Data Mining and Big Data
The purpose of this course is to provide students with an introduction to data mining and how to best handle big data. Most applied research relies on data that is only getting larger and more complicated. Researchers have to first clean, manage and mine the data to better understand any existing relationships and guide analysis. This course is aimed towards research and public policy applications.
This module can be taken alone, or as part of a PG Certificate, PG Diploma or Full Masters Program.
Understand and interpret Different data structures.
The coding dos and don'ts.
Looping, Data Visualisation, Data Mining and Machine Learning.
By the end of this course, participants should have knowledge and ability to:
Use statistical and other packages effectively, presenting, interpreting and analysing information in numerical form.
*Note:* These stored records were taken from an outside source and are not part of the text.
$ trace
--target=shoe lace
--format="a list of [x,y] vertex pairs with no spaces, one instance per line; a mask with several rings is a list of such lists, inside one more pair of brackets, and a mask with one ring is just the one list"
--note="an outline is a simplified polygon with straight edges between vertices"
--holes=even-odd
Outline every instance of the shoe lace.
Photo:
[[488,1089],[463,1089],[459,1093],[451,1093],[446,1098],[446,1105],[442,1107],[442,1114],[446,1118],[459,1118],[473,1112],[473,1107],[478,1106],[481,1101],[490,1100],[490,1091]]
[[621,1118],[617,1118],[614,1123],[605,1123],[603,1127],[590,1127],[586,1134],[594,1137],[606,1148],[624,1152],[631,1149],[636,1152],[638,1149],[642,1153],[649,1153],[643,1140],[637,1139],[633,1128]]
Understand big data basics (data storage, quality, etc.)
Communicate and present complex arguments in oral and written form with clarity and succinctness.
Apply basic machine learning algorithms.
By the end of this course, students should be able to:
Understand Data movement and manipulation and how to present complex data in graphs and plots that are easy to follow.
Data Mining and Big Data Management is an elective 10 credit course and therefore students are expected to input approximately 100 hours of study into the course.
The total number of contact hours is 15 hours. This leaves 85 hours for private study.
This module consists of 2- hour lectures per day, for 5 consecutive days, plus a 1 - hour tutorial per day.
There will be optional clinics on the last day of the course.